Она глянула в его сторону – и осталась так же стоять. С губ Бунчука просилось тяжелое, как камень, ругательство. Он добежал до нее, с силой пригнул к земле.
За щитом сопел Крутогоров.
– Заело! Не идет! – дрожа, прошептал он Бунчуку и, ища глазами Геворкянца, поперхнулся криком:
– Сбежал, проклятый! Ихтизавр твой допотопный сбежал… Он мне душу разодрал своими стонами!.. Работать не дает!..
Геворкянц подполз, извиваясь по-змеиному. На черной щетине его небритой бороды засохла грязь. Крутогоров секунду смотрел на него, повернув бычью потную шею, – завопил, покрывая гром стрельбы:
– Ленты куда задевал?.. Ископаемый!.. Бунчук! Бунчук! Убери его – я его уничтожу!..
Бунчук копался над пулеметом. Пуля с силой цокнула в щит – и он отвернул руки, как от горячего.
Наладив, сам повел стрельбу. Заставил лечь перебегавших бесстрашно алексеевцев и отполз, разыскивая глазами прикрытие.
Цепи противника подвигались ближе. В бинокль видно было, как добровольцы шли – винтовки на ремнях, редко ложась. Огонь их стал жестче.
В красногвардейской цепи у троих уже, подползая, взяли товарищи винтовки и патроны, – мертвым оружие не надобно… На глазах Анны и Бунчука, лежавшего рядом с пулеметом Крутогорова, в цепи сразила пуля молоденького парнишку-красногвардейца. Он долго бился и хрипел, колотил землю ногами в обмотках и под конец, опираясь на разбросанные руки, привстал, покряхтел, ткнулся лицом, в последний раз выдохнув воздух. Бунчук смотрел сбоку на Анну. Из огромных, расширенных глаз девушки сочился текучий ужас. Она, не мигая, глядела на ноги убитого парня в солдатских, измочаленных временем обмотках, не слышала, как Крутогоров в упор кричал ей:
– Ленту!.. Ленту!.. Давай!.. Девка, давай ленту!
Глубоким фланговым охватом калединцы оттеснили красногвардейскую цепь.
По улицам предместья Нахичевани мелькали черные пальто и шинели отступавших красногвардейцев. Крайний с правого фланга пулемет попал в руки белых. Грека Михалиди в упор застрелил какой-то портупей-юнкер, второго номерного искололи штыками, как учебное чучело; из номерных уцелел один лишь наборщик Степанов.

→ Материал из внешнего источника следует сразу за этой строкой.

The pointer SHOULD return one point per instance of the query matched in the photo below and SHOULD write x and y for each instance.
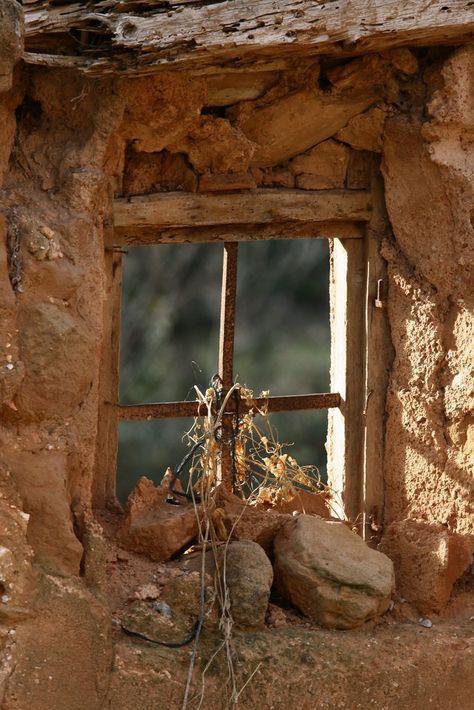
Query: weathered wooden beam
(110, 37)
(11, 40)
(180, 209)
(237, 233)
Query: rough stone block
(323, 167)
(428, 559)
(249, 577)
(364, 132)
(59, 354)
(330, 574)
(226, 181)
(155, 528)
(41, 481)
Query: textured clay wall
(428, 168)
(65, 145)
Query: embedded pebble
(427, 623)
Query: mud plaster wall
(428, 161)
(68, 143)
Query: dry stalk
(263, 473)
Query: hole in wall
(170, 324)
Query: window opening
(227, 373)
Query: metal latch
(379, 302)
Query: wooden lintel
(193, 34)
(161, 211)
(239, 233)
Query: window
(347, 219)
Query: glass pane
(282, 333)
(170, 321)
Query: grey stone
(330, 574)
(249, 577)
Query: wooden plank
(238, 233)
(180, 209)
(345, 425)
(378, 359)
(11, 40)
(195, 34)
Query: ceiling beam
(110, 37)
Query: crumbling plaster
(62, 154)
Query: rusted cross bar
(170, 410)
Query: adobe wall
(66, 144)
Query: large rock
(323, 167)
(428, 559)
(248, 575)
(330, 574)
(153, 527)
(244, 522)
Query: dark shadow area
(170, 337)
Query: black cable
(169, 644)
(177, 473)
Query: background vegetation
(169, 342)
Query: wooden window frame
(354, 222)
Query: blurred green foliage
(170, 335)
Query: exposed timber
(136, 37)
(162, 211)
(236, 233)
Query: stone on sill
(153, 527)
(329, 573)
(428, 559)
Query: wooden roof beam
(237, 212)
(106, 37)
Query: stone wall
(66, 144)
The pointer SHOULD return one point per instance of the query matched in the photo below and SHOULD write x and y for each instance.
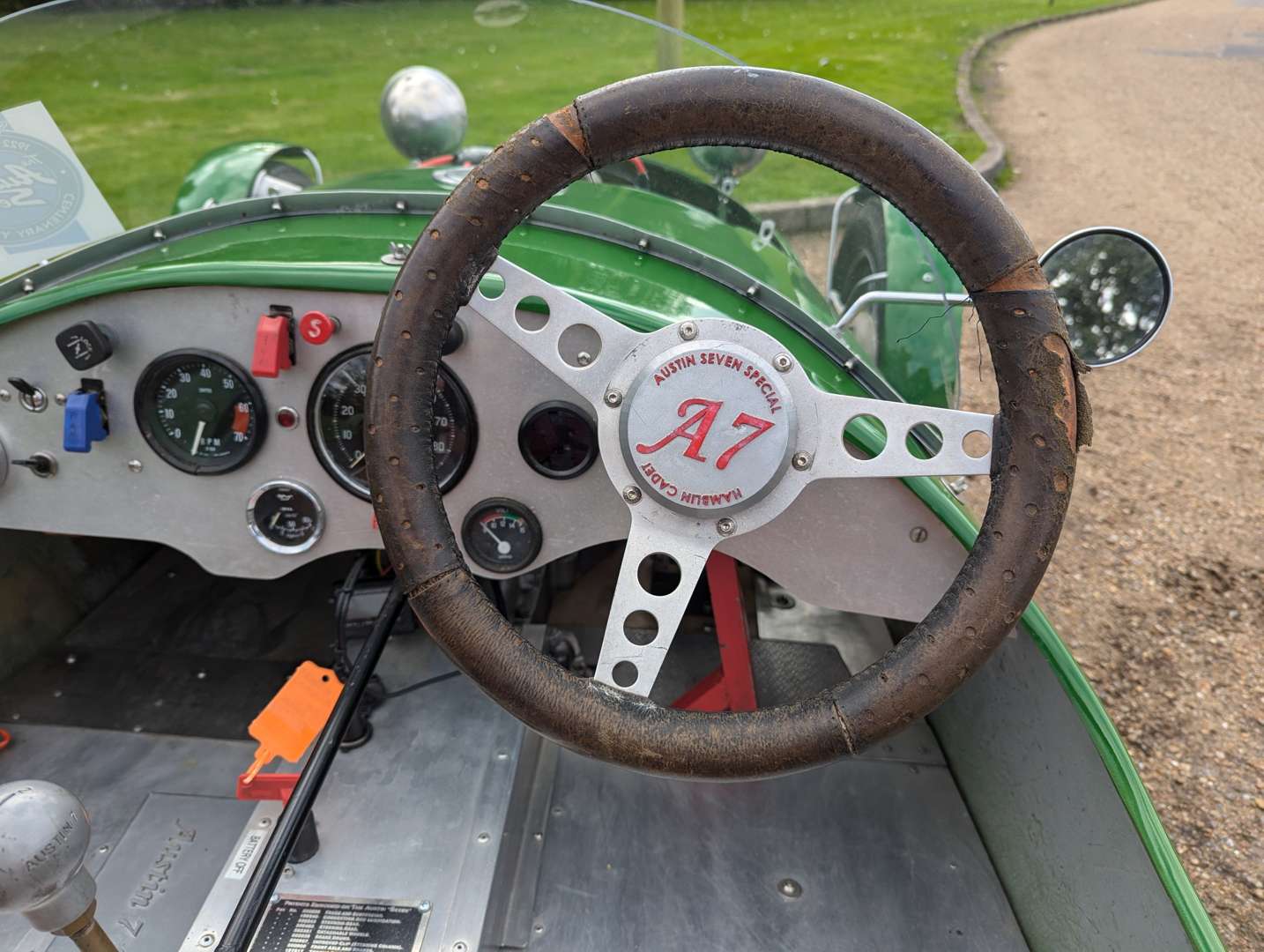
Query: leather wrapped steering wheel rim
(1045, 415)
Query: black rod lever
(267, 873)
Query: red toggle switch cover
(273, 349)
(316, 328)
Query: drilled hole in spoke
(492, 286)
(641, 628)
(865, 436)
(579, 346)
(934, 440)
(658, 574)
(531, 314)
(976, 444)
(625, 674)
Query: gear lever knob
(43, 841)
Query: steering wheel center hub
(707, 428)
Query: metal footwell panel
(114, 774)
(861, 855)
(501, 841)
(156, 879)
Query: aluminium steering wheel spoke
(574, 341)
(964, 450)
(643, 625)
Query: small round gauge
(200, 411)
(335, 421)
(502, 535)
(285, 517)
(558, 440)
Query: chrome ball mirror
(1114, 288)
(424, 113)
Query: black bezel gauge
(200, 411)
(502, 535)
(335, 422)
(285, 517)
(558, 440)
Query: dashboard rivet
(790, 889)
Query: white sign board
(48, 204)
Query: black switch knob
(42, 465)
(85, 344)
(23, 387)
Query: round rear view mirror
(1114, 288)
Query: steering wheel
(710, 428)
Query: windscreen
(107, 107)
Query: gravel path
(1153, 118)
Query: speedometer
(200, 411)
(335, 421)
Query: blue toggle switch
(85, 421)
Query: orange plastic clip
(294, 717)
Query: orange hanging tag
(294, 716)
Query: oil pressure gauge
(285, 517)
(502, 535)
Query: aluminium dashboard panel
(837, 547)
(96, 494)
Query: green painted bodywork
(341, 253)
(227, 174)
(1110, 746)
(919, 346)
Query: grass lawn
(142, 93)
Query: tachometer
(335, 421)
(200, 411)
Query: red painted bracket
(731, 687)
(267, 786)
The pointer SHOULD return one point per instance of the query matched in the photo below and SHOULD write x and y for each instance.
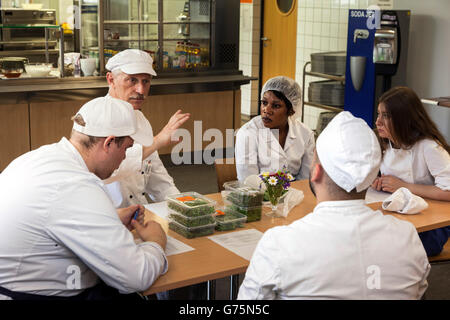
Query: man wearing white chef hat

Отступление приостановилось, когда с тральщиков полетели первые снаряды.
– В цепь!.. За мной!.. – крикнул, выбегая вперед, знакомый Бунчуку член ревкома.
Качнулась и, ломаясь, пошла в наступление красногвардейская цепь. Мимо Бунчука и жавшихся к нему Крутогорова, Анны и Геворкянца прошли трое – почти рядом. Один курил, другой на ходу стукал по колену затвором винтовки, третий сосредоточенно разглядывал измазанные полы своего пальто.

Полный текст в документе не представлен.